Further insights into modelling thinking

A bit like in the previous entry, a while ago I came across an edition of the journal Developmental Science which was dedicated to a single topic. In this case it was using modelling techniques to try and gain insight into the way that infants think. The papers were really interesting and I need to go back to them to properly understand what they were saying. However, just recently I picked up this paper by Shultz (2007) which sat at the end of the journal and provided an overview of the preceding papers.

The first comments pointed out some nuances in different modelling approaches that had eluded me the first time I read the papers themselves and the insight is very helpful….

“In the Bayesian models that I have seen, Bayes’ rule does not generate abstract structures – rather it computes statistics over structures designed by modelers. In contrast, connectionist approaches sometimes show how structures are created , as when a linear structure is created by a network learning a collection of weights of systematically increasing strength.”

“Kemp et al. note that a common reservation about Bayesian models is that their success depends on the modelers ability to choose the correct prior probabilities. Interestingly, hierarchical models solve this problem in that abstract knowledge need not be specified in advance but can be learnt from the data.”

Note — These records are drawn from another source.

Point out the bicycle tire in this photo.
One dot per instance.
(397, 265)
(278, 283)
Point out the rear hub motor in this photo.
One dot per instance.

“Interestingly, probability estimation and model building seem analogous to quantitative and qualitative developmental mechanisms, respectively, in constructive neural networks. Constructive networks start with minimal structure and recruit single hidden units or previously learned networks as needed to reduce network error. Change occurs through quantitative adjustment of connection weights within a particular network structure or, when that fails to solve the current problem, through qualitative recruitment of additional computational devices. This recurring cycle of adjustments and recruitments creates novel representational structures that the network could not previously express. Perhaps there are computational lessons in these mechanisms that could be of use to Bayesian modelers of psychological development.”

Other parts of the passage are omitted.